Plus précisément, les deux suspects étaient auparavant des experts en sécurité réseau qui avaient reçu une formation avancée en sécurité réseau et avaient répondu aux attaques de ransomwares. En apparence, ils travaillaient pour une société de sécurité réseau (DigitalMint) et étaient principalement chargés d'aider les entreprises attaquées par des ransomwares à contacter les pirates informatiques pour négocier une réduction de la rançon.
Cependant, au cours de l’enquête qui a suivi, le FBI a découvert que ces experts en sécurité des réseaux étaient en réalité à l’origine de certaines attaques. Ils ont utilisé des ransomwares tels que Alphv BlackCat pour attaquer activement des entreprises, collecter des rançons payées par les entreprises et percevoir une commission sur la rançon (mais le montant total n'a pas changé).

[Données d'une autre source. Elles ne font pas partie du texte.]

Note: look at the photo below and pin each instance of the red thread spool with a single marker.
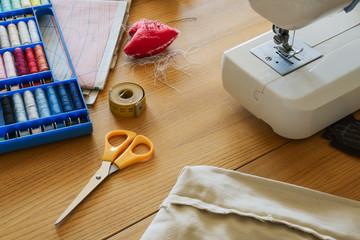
(41, 58)
(30, 57)
(20, 62)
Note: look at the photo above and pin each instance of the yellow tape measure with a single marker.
(127, 100)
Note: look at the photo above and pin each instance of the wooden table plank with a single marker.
(198, 125)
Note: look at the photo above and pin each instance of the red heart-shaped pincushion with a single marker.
(149, 38)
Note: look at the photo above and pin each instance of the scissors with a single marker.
(111, 163)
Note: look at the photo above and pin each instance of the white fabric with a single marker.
(214, 203)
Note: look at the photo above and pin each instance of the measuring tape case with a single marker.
(47, 129)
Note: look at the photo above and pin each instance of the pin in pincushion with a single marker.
(148, 38)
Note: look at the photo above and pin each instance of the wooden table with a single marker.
(200, 124)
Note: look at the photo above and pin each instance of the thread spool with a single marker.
(16, 4)
(64, 98)
(53, 100)
(30, 105)
(9, 64)
(6, 5)
(42, 103)
(7, 109)
(13, 35)
(24, 33)
(2, 68)
(20, 62)
(25, 3)
(35, 3)
(75, 96)
(31, 60)
(4, 38)
(34, 35)
(41, 58)
(127, 100)
(19, 108)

Certains ransomwares proposent un modèle de ransomware RaaS en tant que service, dans lequel les pirates informatiques en amont sont chargés de développer le ransomware, puis de louer ses droits d'utilisation. Les deux experts en sécurité des réseaux ont loué le ransomware avec un autre suspect criminel pour lancer une attaque. Lors de l’obtention de la rançon, ils doivent payer une commission de 20 % au pirate informatique en amont.
Une certaine entreprise a demandé l’aide d’experts en sécurité parce qu’elle avait été attaquée. L’entreprise a finalement payé une rançon d’environ 1,2 million de dollars à un gang de ransomwares. Les trois suspects ont payé une commission de 20 % et se sont partagé les 80 % restants de la rançon tout en utilisant diverses méthodes pour blanchir de l'argent afin d'éviter d'être retrouvés.
À l'heure actuelle, le ministère américain de la Justice n'a publié que les noms de deux personnes et d'une seule victime. On ne sait pas encore si le troisième suspect a été arrêté. De nombreuses entreprises ont été attaquées, mais la plupart d’entre elles ne sont pas disposées à payer la rançon. Bien entendu, le fait que les données soient cryptées entraîne également d’énormes pertes.
Selon la loi américaine, les deux suspects peuvent être condamnés à des peines allant jusqu'à 20 ans de prison. Le tribunal prévoit de prononcer la sentence le 12 mars 2026. Le ministère américain de la Justice et le FBI ont déclaré qu'ils continueraient à poursuivre les gangs de ransomwares qui nuisent aux entreprises américaines.